In the lens D18, the display magnification of the display data showing the inside of the 3D model of the shop in the virtual space is changed in accordance with the second gesture, and the display data is displayed (the display magnification change function is executed).

At this time, in the 3D model M14 in the virtual space, the position of the user U does not change in the virtual space, but is close to the object direction (line-of-sight direction) as viewed from the viewpoint position V10. In the shot D18, display data of the object viewed from the changed viewpoint position V10, that is, display data of the shop S10 in the 3D model is displayed.

Fig. 9 is a diagram for explaining an example of the panning function according to the first embodiment. In the example shown in fig. 9, the scene through shot D20 includes display data in virtual space and what the third gesture G14 is being made by hand. The third gesture is captured by the capturing unit 210. The third gesture is, for example, an open hand gesture. The 3D model M20 in the virtual space at this time is the same as the 3D model M14 shown in fig. 8.

In the shot D22, according to the third gesture, display data of a 360-degree panorama seen from the viewpoint position of the 3D model of the shop in the virtual space can be displayed (the panorama function can be used).

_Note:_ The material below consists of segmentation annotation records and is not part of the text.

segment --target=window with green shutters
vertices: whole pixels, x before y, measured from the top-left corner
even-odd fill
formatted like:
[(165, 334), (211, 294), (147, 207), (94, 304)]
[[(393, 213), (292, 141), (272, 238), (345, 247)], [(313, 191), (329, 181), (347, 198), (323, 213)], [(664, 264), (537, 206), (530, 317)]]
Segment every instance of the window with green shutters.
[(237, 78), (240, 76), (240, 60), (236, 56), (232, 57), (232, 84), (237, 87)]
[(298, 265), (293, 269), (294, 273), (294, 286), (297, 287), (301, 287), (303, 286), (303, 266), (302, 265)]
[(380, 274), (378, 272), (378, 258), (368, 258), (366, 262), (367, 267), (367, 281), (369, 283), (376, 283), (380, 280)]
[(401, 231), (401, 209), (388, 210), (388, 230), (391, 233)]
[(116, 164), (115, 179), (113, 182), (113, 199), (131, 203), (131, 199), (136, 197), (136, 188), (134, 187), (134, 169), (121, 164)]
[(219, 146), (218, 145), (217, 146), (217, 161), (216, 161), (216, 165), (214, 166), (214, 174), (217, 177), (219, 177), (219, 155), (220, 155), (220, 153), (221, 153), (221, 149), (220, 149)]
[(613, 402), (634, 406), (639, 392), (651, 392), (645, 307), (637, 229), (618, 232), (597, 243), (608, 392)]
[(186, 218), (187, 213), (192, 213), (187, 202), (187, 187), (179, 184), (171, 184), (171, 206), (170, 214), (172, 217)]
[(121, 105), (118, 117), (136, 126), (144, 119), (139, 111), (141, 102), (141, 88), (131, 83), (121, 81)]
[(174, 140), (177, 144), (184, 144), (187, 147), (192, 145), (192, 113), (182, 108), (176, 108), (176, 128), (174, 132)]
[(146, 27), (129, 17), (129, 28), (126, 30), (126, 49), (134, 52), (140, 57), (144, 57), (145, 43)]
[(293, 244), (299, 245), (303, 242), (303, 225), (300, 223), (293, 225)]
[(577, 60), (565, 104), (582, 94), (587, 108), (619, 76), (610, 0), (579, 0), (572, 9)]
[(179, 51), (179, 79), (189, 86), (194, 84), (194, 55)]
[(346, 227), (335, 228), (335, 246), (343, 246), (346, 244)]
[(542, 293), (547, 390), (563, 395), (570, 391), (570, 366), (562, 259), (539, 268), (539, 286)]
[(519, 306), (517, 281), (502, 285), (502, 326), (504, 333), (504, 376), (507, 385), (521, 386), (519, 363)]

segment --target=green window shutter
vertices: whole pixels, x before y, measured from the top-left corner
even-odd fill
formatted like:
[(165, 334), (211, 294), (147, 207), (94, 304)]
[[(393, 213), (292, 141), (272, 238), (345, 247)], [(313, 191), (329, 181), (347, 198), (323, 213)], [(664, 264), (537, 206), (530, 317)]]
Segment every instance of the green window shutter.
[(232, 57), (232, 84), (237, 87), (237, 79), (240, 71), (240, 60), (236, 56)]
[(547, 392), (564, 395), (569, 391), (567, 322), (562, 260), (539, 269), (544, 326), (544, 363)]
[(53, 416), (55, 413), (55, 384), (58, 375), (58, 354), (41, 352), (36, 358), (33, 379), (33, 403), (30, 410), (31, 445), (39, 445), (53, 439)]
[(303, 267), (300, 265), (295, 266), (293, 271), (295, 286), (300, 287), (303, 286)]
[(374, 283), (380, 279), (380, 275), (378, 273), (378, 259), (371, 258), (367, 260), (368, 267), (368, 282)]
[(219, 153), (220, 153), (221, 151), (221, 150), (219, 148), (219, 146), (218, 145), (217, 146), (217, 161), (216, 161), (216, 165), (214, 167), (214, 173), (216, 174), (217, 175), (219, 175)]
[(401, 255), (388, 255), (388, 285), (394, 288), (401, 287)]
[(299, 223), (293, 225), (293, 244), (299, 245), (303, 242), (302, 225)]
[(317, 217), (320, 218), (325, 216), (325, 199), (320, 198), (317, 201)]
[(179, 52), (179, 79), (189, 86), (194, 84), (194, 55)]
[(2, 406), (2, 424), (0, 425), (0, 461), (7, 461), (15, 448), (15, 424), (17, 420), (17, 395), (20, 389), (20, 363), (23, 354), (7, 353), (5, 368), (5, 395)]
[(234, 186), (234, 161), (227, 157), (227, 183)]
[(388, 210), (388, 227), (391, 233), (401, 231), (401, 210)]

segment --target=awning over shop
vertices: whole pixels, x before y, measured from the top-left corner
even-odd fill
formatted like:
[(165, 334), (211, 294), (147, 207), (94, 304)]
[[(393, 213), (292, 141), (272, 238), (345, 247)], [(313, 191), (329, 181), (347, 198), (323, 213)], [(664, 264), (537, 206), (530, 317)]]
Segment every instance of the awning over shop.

For example, the user displays the display data in the virtual space when turning to the right to the same extent as the real space from the viewpoint position V10 of the 3D model by turning to the right in the real space.

At this time, in the 3D model M22 in the virtual space, the position of the user U is moved to the viewpoint position V10 in the virtual space, so that display data in an arbitrary direction of 360 degrees as viewed from the virtual position V10 can be displayed.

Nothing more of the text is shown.